2015 Presentation - Mortgage training for graduates

Discussion in 'CA3' started by Andy87, Mar 21, 2016.

  1. Andy87

    Andy87 Member

    Good day everyone,

    Please help me with the following question.

    The task of the 2015 presentation questions states that: "Our typical first time buyer has usually saved up a deposit of £5,000 and they are looking to buy a property that costs £105,000 so they need to borrow £100,000 from XYZ. They usually only stay in the first property they buy for 5 years."

    As far as I understand a typical customer remortgages somehow in 5 years term. This implies that their regular payments somehow change due to changed circumtnaces.

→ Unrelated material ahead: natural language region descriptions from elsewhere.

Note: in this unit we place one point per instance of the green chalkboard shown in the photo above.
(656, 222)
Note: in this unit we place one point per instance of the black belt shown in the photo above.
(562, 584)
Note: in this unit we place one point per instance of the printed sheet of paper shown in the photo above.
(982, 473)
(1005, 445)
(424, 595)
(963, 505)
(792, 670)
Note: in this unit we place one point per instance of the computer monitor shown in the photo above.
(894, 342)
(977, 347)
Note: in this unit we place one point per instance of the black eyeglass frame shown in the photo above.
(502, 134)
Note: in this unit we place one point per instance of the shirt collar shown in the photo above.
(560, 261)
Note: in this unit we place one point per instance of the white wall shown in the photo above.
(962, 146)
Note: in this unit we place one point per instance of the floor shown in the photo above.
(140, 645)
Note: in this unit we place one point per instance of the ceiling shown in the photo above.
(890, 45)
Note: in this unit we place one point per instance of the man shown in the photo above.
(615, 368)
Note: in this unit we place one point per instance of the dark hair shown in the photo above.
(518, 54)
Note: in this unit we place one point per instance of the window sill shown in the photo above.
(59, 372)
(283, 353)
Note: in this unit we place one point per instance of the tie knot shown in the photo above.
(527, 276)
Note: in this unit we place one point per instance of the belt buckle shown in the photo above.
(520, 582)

    Also the questions asks the following: "As you are aware our niche sector of the market is first time buyers and they typically only stay 5 years in their first property, so for your illustrations you might want to consider what happens over five years as well as over the whole term."

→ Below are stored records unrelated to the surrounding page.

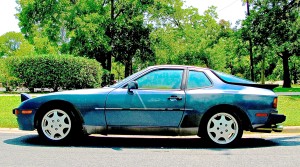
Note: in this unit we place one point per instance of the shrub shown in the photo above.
(56, 71)
(7, 80)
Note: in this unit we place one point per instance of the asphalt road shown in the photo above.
(256, 150)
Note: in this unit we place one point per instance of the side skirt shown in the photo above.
(135, 130)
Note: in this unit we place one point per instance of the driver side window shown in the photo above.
(161, 79)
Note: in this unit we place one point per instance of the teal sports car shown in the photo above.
(159, 100)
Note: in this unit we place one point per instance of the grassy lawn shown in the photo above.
(295, 88)
(288, 105)
(7, 103)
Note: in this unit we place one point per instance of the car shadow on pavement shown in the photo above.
(150, 142)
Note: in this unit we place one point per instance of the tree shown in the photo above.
(275, 25)
(89, 28)
(14, 44)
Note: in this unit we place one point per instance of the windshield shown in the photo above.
(122, 82)
(231, 78)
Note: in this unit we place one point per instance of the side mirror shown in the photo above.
(132, 85)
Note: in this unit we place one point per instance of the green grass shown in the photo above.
(290, 106)
(7, 103)
(287, 105)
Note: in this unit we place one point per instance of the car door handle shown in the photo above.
(175, 98)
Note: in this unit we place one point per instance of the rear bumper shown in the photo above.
(272, 124)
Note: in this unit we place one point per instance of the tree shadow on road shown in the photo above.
(149, 142)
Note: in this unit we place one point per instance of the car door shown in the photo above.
(159, 101)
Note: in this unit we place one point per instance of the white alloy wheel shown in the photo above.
(56, 124)
(222, 128)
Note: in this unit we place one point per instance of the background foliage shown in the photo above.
(55, 71)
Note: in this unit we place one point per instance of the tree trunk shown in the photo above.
(286, 71)
(128, 67)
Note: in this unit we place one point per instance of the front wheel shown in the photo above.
(223, 128)
(56, 125)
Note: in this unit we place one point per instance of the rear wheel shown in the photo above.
(57, 125)
(222, 128)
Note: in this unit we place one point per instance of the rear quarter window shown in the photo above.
(197, 80)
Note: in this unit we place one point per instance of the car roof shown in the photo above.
(177, 66)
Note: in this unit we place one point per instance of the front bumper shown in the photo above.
(25, 120)
(272, 124)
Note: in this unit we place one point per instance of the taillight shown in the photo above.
(275, 101)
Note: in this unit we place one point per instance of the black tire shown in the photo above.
(222, 129)
(58, 125)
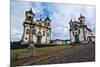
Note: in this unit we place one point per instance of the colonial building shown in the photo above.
(79, 32)
(37, 32)
(60, 42)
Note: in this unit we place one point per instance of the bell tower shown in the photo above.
(27, 34)
(48, 29)
(81, 19)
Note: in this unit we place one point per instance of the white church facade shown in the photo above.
(37, 32)
(79, 32)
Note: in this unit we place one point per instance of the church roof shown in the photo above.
(30, 11)
(47, 18)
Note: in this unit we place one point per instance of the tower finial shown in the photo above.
(41, 17)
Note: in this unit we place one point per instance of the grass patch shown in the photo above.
(38, 51)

    It is pretty obvious what is going on over the first five years. But how can we know what payments/interest rate/outstanding amount/... are after that term if the customer has a new house (and propably a new mortgage)?
    On the examiners' solution (Slide 6) they draw a line which does not account for any change after 5 years.

    Could you please explain how can it be?

    Thank you in advance.

    With kind regards
    Andy
     
  2. didster

    didster Member

    Not sure what your confusion is.
    You are taking a 25-year mortgage and they provide numbers for what is required to pay it back over 25 years.
    You are given an option to repay early, for whatever reason (want to move to another house, have spare cash lying around etc), and for simplicity we'll ignore any conditions for repaying early(eg extra fees).
    Typically, their customers want to move after 5 years and repay the mortgage early.
    However, this isn't mandatory, ie the bank isn't going to make you pay $88k at the end of 5 years. You just keep paying in line with the 25 year plan. It could easily be 4 yrs or 6, as well

    In terms of explaining it it makes sense to say
    you buy a house and take out a 25 yr mortgage... and this is what is required. (line on graph going all the way to 25 yrs.)
    You have to option to repay early and many of our customers (sell house buy another) repay after 5 years. That's where the line at 5 years comes in and you say that the remaining loan is $88k.

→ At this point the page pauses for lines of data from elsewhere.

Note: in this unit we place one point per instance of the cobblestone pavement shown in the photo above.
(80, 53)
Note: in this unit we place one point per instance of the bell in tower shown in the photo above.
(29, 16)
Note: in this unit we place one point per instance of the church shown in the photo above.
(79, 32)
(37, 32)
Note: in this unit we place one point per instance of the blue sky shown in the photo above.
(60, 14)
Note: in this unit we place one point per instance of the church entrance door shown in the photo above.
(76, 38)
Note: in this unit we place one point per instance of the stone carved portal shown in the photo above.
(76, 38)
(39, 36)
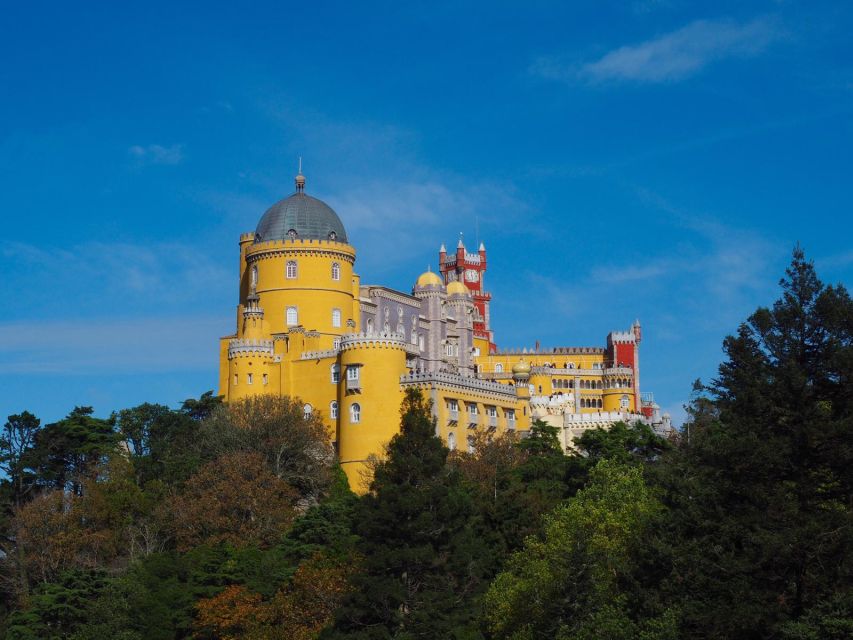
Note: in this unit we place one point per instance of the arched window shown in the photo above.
(292, 317)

    What happens next is anyone's guess, depending on value of new house, mortgage rates at time, etc.... but this is another step along the line and its not worth going into details.

    (reading between the lines of "our niche is first time buyers who repay after 5 year" suggests that some of these go to other providers for their second home. again not worth mentioning here)

    There is some focus in question on problem of negative equity. If this occurs then it might be more difficult for them to repay mortgage (early) at 5 years because they need to pay cash in addition to sale proceeds of house.